'The Wave' Afterschool Special from 1981 still holds up with its lessons about fascism
The chilling story was based on a real high school experiment.
"What are you watching?" my 13-year-old son asked.
"An old Afterschool Special," I responded.
"What's an 'Afterschool Special'?" he asked.
Hoo boy. Kids these days have no idea how different television was for those of us who grew up in the '80s and how many core memories we have wrapped up in the ABC Afterschool Special.
I briefly explained and then he sat down to watch with me. A discussion about fascism on Twitter had led me to look up "The Wave," a 1981 ABC Afterschool Special based on a real-life high school experiment in Palo Alto, California, in the 1960s.
In the real experiment, first-year history teacher Ron Jones had students at Cubberley High School engage in a simulation of how fascism spreads as part of a lesson on World War II, with him playing the role of the dictator. His intent was to show skeptical students how the Nazis came to power by creating a social movement he dubbed the Third Wave.
"It started out as a fun game with the most popular teacher at school," Mark Hancock, one of the students in Jones' history homeroom class, told Palo Alto online in 2017. "He told us, 'If you're an active participant, I'll give you an A; if you just go along with it, I'll give you a C; if you try a revolution, I'll give you an F, but if your revolution succeeds, I'll give you an A.'"

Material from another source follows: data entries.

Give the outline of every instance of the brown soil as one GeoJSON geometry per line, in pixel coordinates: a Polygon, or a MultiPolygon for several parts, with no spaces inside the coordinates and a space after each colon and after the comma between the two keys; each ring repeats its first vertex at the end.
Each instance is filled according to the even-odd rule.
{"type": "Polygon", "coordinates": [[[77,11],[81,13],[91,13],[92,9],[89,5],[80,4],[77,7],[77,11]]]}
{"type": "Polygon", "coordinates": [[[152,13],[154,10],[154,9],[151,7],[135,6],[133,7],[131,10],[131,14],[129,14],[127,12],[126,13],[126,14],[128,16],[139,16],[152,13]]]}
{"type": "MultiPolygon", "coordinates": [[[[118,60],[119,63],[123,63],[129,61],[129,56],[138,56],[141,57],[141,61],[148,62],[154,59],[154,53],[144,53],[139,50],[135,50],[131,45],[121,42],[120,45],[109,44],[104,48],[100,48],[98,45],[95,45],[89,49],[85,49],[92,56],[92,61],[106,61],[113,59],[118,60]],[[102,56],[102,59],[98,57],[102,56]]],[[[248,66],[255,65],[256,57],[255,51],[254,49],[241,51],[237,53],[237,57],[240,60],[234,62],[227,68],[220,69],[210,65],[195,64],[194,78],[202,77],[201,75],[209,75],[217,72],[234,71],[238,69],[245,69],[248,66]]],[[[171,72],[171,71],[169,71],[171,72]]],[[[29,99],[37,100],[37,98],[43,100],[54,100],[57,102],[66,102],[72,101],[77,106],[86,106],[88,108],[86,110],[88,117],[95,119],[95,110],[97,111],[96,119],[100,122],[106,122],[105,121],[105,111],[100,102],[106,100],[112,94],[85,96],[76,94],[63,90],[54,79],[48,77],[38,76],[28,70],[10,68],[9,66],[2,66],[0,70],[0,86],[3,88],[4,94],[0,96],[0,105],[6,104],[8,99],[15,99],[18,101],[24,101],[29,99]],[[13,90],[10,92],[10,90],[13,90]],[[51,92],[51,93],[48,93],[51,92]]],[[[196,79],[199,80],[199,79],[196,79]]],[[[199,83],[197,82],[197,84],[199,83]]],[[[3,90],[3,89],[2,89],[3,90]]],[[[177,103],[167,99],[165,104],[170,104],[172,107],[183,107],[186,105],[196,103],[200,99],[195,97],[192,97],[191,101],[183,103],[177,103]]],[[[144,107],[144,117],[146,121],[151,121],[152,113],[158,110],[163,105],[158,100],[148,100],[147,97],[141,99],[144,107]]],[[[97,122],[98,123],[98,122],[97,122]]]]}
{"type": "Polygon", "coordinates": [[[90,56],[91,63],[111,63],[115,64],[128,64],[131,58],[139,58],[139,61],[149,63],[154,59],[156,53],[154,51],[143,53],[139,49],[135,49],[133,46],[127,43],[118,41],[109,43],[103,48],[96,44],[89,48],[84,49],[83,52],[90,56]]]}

Hancock said he started off planning to get that revolution A, but it quickly grew beyond grades and turned into something real. "At the end, I was scared to death," he shared.
It began with Jones rallying the students around the idea of "strength through discipline" and "strength through community." He had them engage in regimented behaviors and handed out membership cards. At first, it was just fun, but students began to enjoy feeling like part of a special community. Jones pushed the importance of following the rules. The students even formed a "secret police" to monitor other students, and if someone broke a Third Wave rule they'd be reported and publicly "tried" by the class.
The students got wrapped up in it to a frightening degree and even Jones found himself enjoying the way the students responded to him. "It was pretty intoxicating," he told Palo Alto Online.
But according to Timeline.com, Jones felt like he'd lost control of it by the fourth day.
The experiment ended at the end of the week with a rally. Jones told the students they were actually part of a real national Third Wave movement and that the national leader was going to speak to them at the rally. Jones turned on the televisions to white static and watched the students eagerly wait for their leader to speak. That's when he broke the news to them that they'd fallen for a totalitarian regime. Instead of a Third Wave leader speech, he played them a video of a Nazi rally.
According to a school newspaper at the time, most students were disillusioned. But one student said, "It was probably the most interesting unit I've had. It was successful in its goal to achieve the emotions of the Germans under the Nazi regime."
"The Wave" follows the true story quite closely and still holds valuable lessons. One chilling scene shows a kid who had been sort of an outcast prior to the "movement" saying, "For the first time, I feel like I'm a part of something great." He was particularly crushed to find out it was all a fascist facade.
If you can get past the '80s aesthetic, it's worth watching. Even my teen kids got into it, once they stopped making fun of the hair and film quality.